Let me try to answer this. Links is aimed at doing certain specific things.
  • (a) Generate optimized SQL and XQuery directly from the source code -- you don't need to learn another language, or work out how to partition your program across the three tiers. This idea is stolen from Kleisli. You need to build it into the compiler, so Haskell, Ocaml, or PLT Scheme won't do.
  • (b) Generate Javascript to run in the browser directly from the source code -- you don't need to learn another language, or work out how to partition your program across the three tiers. We're hoping to provide a better way to write AJAX style programs. Again, you need compiler support -- vanilla Haskell, Ocaml, or PLT Scheme can't do this.
  • (c) Generate scalable web interfaces -- where scalable means all state is kept in the client (in hidden fields), not in the server.
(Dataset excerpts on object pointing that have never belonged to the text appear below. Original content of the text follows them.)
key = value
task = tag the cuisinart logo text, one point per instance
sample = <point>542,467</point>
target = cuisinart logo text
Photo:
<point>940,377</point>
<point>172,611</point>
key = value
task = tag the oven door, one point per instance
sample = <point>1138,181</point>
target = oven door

PLT Scheme and WASH provide the right interface, but they are not scalable in this sense, precisely because making them scalable involves fiddling with the compiler. (Felleisen and company have pointed out the right way to do this, applying the well-known CPS and defunctionalization transformations.)
So that's my argument for a new language.

Is it a good enough argument? Is this enough of an advantage to get folk to move from PHP, Perl, Python? Not clear. I suspect if it is good enough, a major motivating factor is not going to be anything deep, but simply the fact that being able to write everything down in one language instead of three or four will make people's brains hurt less.

Ethan Aubin also writes:

Wadler goes into the FP success stories, Kleisli, Xduce, PLT Scheme (Continuations on the Web), Erlang. If you take the befenits of these individually, you've got a language which solves the 3-tier problem better than what we have now, but I don't think it meet the criteria of "permitting its users to do something that cannot be done in any other way". So, I'd like to ask the all the perl/php/asp/pythonistas on LtU, what it is the killer-app that that your language cannot handle?
I'd love to see answers to this question!